Sporting his sharp new haircut, Holgate’s football was equally cool. He is authoritative in the air, quick across the ground and blessed with an innate understanding of where to position himself to snuff out danger.
Holgate is an organiser, too, when a generation of young footballers are perceived to be reserved on the field.
When the unfortunate Morgan Schneiderlin had to be replaced on 25 minutes, Silva called for 20-year-old Tom Davies.
The midfielder played 43 matches for Everton last term but missed out at Wolves last week. Stepping into the heat of a typically harum-scarum Premier League contest, he got to grips with his challenge at once.
This was a mature performance from Davies, anchoring in the middle of the park with Idrissa Gana Gueye and providing reliable protection for his battery of forwards.
His use of the ball was extremely good, too. Davies is clearly embracing the competition for spots in Everton's engine room. He would not have wanted his opportunity to come at the expense of a stricken colleague but was conscious he had to seize it nonetheless.
Man of the Match: Gylfi Sigurdsson
The Icelander swept the board when the time came to dish out the honours for the day's standout performer.
Sigurdsson, as we discussed above, had his afternoon cut short last week. No chance of him being replaced seven days later.

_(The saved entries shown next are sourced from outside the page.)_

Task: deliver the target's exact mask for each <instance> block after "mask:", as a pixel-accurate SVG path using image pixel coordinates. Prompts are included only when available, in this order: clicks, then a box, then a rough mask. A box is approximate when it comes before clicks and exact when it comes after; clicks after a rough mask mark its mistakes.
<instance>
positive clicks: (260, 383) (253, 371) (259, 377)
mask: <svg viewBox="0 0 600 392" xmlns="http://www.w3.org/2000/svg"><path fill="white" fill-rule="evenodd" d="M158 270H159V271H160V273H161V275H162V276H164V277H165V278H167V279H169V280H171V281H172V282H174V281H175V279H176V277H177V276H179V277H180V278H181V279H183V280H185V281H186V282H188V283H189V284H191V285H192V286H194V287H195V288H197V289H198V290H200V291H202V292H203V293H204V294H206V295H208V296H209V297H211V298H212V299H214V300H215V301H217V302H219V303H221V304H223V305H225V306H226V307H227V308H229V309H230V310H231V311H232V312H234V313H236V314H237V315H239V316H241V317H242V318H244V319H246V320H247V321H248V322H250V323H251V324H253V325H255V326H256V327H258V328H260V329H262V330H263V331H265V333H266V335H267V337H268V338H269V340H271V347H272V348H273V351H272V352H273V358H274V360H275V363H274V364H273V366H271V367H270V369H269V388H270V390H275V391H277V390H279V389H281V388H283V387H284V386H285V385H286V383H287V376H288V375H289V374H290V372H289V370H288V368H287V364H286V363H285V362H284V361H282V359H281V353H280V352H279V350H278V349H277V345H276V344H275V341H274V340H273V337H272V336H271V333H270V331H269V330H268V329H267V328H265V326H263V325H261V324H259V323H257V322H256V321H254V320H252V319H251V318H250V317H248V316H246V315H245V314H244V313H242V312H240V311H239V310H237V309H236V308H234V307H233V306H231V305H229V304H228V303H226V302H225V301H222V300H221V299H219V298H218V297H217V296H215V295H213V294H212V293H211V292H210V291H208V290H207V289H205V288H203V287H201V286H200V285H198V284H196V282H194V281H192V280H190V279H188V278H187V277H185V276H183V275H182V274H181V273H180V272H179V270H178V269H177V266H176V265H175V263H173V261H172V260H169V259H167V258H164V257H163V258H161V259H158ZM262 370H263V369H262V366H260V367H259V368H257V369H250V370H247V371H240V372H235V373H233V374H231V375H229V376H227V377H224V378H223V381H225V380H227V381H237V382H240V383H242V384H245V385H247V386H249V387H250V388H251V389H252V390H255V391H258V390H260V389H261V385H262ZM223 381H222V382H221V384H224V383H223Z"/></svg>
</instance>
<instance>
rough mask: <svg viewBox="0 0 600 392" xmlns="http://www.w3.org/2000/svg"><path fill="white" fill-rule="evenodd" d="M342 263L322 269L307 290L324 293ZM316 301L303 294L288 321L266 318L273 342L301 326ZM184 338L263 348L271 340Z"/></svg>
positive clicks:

Sigurdsson's display epitomised the bravery Marco Silva demands from his teams. He was on the end of any number of rough tackles but kept demanding the ball in congested areas, fully aware he was inviting another rap around the ankles.
When he evaded his opponents to create time and space, Sigurdsson's distribution was immaculate. His second-half pass to split two defenders and find Cenk Tosun sprinting down the left was eye-of-the-needle stuff.
He makes it look easy, too. The same goes for his set-pieces, which Sigurdsson consistently dropped on the heads of teammates in scoring positions.
We heard plenty about his workrate when he became the Club's record signing on moving from Swansea City, fresh from covering more ground than any other Premier League player to help the Welsh team avoid the drop in 2016/17. From the moment he chased back to stop a Southampton break early on, Sigurdsson did not stop.